Lloyd spent the next few hours in constant political activity, talking to members of the committee and their friends and assistants, in cafés and bars in the pavilion and along the
seafront. He ate no lunch, but drank so much tea that he felt he might have floated.

He was disappointed to find that not everyone shared his view of Chamberlain and Churchill. There were a few pacifists left over from the last war, who wanted peace at any price, and approved of
Chamberlain’s appeasement. On the other side, Welsh MPs still thought of Churchill as the Home Secretary who sent the troops in to break a strike in Tonypandy. That had been thirty years ago,
but Lloyd was learning that memories could be long in politics.

At half past three Lloyd and Billy walked along the seafront in a fresh breeze and entered the Highcliff Hotel, where the meeting was to be held. They thought that a majority of the committee
were against accepting Chamberlain’s offer, but they could not be completely sure, and Lloyd was still worried about the result.

They went into the room and sat at the long table with the other committee members. Promptly at four the party leader came in.

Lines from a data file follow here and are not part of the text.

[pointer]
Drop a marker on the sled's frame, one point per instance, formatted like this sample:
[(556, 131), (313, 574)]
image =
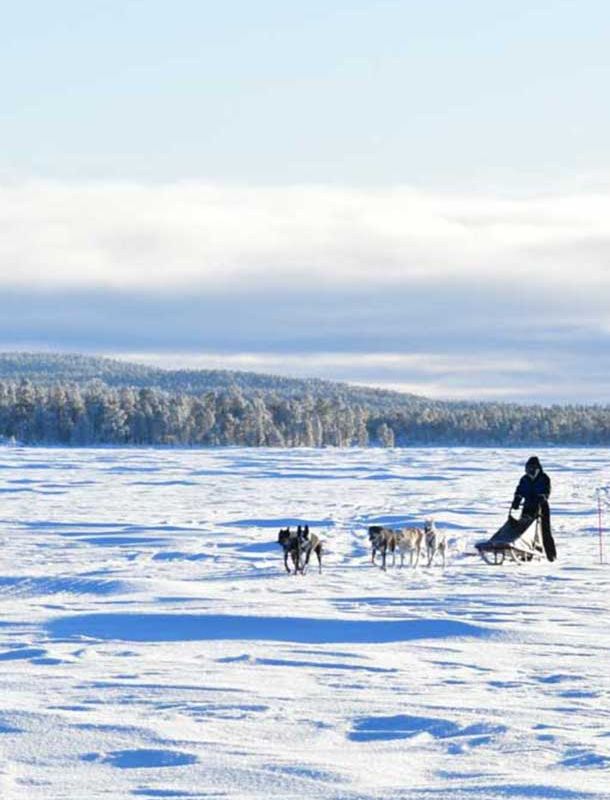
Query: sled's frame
[(494, 555)]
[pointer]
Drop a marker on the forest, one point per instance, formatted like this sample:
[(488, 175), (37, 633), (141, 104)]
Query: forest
[(81, 401)]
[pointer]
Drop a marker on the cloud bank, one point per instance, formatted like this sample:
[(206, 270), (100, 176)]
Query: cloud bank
[(450, 294)]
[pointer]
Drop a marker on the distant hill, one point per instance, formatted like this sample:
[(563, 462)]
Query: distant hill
[(85, 400), (47, 369)]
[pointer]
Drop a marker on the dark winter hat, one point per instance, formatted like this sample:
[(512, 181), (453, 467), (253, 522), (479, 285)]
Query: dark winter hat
[(532, 463)]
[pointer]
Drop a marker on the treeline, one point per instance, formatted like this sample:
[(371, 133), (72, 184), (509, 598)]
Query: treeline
[(94, 414), (49, 369)]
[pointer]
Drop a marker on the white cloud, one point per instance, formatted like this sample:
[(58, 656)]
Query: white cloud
[(175, 236)]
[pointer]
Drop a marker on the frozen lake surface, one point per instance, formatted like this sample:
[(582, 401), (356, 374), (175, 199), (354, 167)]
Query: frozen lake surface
[(152, 646)]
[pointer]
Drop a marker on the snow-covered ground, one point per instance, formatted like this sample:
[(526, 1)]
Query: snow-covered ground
[(152, 646)]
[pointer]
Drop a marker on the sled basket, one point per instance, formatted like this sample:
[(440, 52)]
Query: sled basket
[(518, 539)]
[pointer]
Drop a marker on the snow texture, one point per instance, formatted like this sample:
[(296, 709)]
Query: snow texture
[(152, 645)]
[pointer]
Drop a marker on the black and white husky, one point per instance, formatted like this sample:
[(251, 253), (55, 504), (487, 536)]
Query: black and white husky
[(299, 545), (436, 541)]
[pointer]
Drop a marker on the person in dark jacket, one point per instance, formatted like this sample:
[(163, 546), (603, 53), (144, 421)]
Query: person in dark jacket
[(534, 490)]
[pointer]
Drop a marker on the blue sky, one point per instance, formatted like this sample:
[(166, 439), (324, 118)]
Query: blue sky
[(398, 193)]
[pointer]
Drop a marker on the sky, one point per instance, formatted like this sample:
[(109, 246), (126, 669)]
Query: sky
[(401, 194)]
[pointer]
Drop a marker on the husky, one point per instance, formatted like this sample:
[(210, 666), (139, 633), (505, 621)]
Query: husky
[(298, 544), (382, 539), (436, 541), (410, 540)]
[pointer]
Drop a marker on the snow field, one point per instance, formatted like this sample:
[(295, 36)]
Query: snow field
[(151, 644)]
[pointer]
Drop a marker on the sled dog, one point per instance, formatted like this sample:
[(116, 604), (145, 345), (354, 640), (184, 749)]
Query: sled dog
[(299, 545), (436, 542), (382, 539), (410, 540)]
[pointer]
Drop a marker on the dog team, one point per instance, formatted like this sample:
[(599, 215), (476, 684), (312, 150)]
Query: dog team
[(300, 544)]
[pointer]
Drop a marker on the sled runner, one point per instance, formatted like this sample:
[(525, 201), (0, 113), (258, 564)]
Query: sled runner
[(519, 539)]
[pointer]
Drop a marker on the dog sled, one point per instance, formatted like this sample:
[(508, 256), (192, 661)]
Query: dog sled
[(519, 540)]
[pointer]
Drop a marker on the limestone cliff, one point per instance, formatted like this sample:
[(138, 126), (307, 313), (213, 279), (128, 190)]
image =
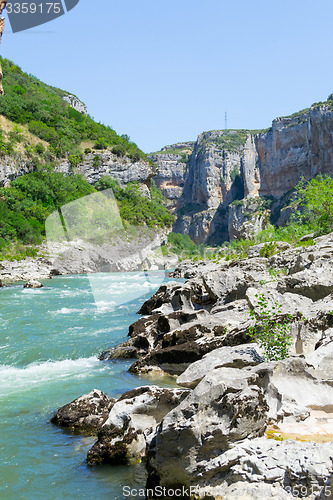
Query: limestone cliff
[(230, 165)]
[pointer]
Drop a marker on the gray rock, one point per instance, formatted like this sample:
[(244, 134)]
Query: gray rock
[(131, 424), (227, 357), (322, 361), (255, 250), (33, 284), (222, 410), (86, 414)]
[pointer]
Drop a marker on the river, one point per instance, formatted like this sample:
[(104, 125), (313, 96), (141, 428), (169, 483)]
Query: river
[(49, 342)]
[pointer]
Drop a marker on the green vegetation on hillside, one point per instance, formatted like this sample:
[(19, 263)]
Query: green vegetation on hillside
[(134, 207), (28, 101), (26, 204)]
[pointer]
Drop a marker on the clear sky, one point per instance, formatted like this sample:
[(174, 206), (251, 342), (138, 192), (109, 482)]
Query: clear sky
[(164, 71)]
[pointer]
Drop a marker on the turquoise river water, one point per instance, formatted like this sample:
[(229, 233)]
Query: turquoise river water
[(49, 342)]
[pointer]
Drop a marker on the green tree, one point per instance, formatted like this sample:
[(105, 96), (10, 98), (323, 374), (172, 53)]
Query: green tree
[(271, 333), (318, 200)]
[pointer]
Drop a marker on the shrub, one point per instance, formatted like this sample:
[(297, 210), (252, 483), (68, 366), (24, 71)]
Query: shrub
[(272, 335)]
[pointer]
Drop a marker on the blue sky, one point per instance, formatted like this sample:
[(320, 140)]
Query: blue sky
[(164, 71)]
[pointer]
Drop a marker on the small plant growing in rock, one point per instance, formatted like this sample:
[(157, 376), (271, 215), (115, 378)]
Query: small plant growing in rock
[(272, 336), (268, 249)]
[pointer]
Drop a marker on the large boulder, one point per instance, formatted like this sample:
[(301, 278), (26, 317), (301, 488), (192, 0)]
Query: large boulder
[(131, 424), (226, 407), (224, 357), (86, 414), (261, 469)]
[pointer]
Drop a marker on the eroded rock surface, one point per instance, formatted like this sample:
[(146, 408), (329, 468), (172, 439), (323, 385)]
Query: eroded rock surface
[(86, 414), (131, 424)]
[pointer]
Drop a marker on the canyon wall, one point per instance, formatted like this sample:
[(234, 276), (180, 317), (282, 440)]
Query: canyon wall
[(229, 169)]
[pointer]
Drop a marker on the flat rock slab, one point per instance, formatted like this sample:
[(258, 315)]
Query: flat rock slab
[(224, 357)]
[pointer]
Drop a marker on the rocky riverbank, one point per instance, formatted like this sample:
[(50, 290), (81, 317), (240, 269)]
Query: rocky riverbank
[(238, 425), (127, 252)]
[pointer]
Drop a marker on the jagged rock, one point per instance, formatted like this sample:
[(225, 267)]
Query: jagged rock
[(33, 284), (131, 423), (290, 303), (227, 357), (270, 164), (261, 469), (309, 283), (222, 410), (231, 282), (321, 359), (176, 349), (255, 250), (86, 414)]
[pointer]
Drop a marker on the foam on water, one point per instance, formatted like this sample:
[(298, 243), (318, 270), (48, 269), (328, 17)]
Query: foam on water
[(13, 379)]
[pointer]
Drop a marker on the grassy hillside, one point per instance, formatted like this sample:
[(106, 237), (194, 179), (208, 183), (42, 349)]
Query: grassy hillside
[(42, 112), (38, 126)]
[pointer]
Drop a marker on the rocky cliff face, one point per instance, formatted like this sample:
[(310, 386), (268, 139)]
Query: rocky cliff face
[(232, 165), (93, 166), (172, 168)]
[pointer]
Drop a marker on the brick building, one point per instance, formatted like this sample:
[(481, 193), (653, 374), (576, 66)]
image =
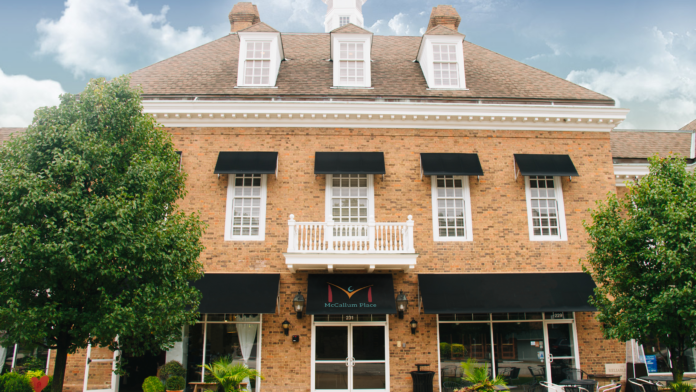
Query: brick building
[(342, 173)]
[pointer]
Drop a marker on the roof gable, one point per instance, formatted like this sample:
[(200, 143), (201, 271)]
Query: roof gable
[(350, 29), (259, 28)]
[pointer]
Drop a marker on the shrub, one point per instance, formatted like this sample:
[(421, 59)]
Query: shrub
[(172, 368), (681, 387), (176, 383), (153, 384), (15, 382)]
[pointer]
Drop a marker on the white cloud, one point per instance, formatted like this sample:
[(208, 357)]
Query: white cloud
[(398, 24), (665, 79), (112, 37), (20, 95)]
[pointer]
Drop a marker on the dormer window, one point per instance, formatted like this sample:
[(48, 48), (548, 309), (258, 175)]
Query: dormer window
[(350, 53), (260, 56), (445, 65), (258, 63), (352, 64)]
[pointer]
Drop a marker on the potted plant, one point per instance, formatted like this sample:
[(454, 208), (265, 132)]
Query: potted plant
[(176, 384), (477, 376), (230, 375)]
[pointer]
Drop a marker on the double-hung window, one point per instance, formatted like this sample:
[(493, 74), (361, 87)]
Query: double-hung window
[(257, 68), (445, 65), (451, 208), (350, 199), (546, 213), (352, 63), (246, 207)]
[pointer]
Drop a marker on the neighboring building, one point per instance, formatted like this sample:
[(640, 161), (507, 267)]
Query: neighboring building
[(359, 170)]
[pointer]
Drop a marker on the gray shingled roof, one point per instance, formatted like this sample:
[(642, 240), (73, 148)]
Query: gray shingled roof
[(644, 144), (211, 70)]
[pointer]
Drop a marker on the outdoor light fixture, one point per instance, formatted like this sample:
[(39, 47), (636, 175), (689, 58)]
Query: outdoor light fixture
[(298, 304), (401, 303)]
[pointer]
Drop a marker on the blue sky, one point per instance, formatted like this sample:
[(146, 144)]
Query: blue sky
[(641, 53)]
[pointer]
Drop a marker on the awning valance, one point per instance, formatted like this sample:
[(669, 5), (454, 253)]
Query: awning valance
[(545, 165), (238, 293), (349, 163), (450, 164), (247, 162), (506, 293), (350, 294)]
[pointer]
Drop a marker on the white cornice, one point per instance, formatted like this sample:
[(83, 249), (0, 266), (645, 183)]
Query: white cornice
[(332, 114), (625, 172)]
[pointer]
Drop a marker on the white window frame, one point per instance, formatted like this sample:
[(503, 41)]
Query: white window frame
[(276, 54), (558, 188), (366, 41), (262, 213), (328, 212), (468, 234), (426, 59)]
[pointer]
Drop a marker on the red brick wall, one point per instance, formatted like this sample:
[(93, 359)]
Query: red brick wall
[(501, 236)]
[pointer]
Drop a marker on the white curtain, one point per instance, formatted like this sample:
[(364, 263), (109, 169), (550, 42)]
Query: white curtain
[(3, 355), (247, 335)]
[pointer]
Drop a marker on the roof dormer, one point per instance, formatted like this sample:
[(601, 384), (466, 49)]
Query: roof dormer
[(350, 52), (441, 54), (260, 56), (341, 12)]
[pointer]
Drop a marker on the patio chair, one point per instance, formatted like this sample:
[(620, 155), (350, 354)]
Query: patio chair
[(610, 388), (643, 385), (576, 374)]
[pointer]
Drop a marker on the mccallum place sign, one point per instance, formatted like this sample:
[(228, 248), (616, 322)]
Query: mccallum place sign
[(350, 294)]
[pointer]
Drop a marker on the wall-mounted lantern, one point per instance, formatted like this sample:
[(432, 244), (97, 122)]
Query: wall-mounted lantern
[(414, 325), (298, 304), (401, 304)]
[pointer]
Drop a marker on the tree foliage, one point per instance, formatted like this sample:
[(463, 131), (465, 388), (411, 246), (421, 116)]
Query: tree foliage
[(92, 242), (643, 259)]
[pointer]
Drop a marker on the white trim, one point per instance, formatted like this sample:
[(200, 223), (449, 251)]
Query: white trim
[(563, 235), (332, 114), (349, 325), (277, 56), (228, 212), (328, 212), (366, 41), (468, 234)]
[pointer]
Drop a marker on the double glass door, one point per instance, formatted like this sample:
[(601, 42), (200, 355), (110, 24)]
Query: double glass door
[(350, 357), (560, 353)]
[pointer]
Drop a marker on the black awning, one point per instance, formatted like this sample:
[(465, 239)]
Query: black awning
[(450, 164), (238, 293), (246, 162), (349, 163), (506, 293), (545, 165), (351, 294)]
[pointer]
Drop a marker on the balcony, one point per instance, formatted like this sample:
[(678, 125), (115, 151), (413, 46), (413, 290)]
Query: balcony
[(336, 246)]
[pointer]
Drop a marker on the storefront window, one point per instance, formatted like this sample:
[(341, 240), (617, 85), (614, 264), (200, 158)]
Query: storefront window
[(460, 342), (658, 358), (519, 348), (219, 335)]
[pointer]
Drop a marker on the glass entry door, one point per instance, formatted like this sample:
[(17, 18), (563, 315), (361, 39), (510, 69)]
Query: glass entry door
[(350, 357), (560, 352)]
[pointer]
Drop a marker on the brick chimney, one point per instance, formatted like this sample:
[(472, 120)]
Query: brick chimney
[(444, 15), (243, 15)]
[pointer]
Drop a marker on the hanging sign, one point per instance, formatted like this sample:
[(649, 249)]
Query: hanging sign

Clem Attlee was a slim, quiet, unassuming man, neatly dressed, with a bald head and a moustache. He looked like a solicitor – which his father was – and people tended to
underestimate him. In his dry, unemotional way he summarized, for the committee, the events of the last twenty-four hours, including Chamberlain’s offer of a coalition with Labour.

Then he said: ‘I have two questions to ask you. The first is: Would you serve in a coalition government with Neville Chamberlain as Prime Minister?’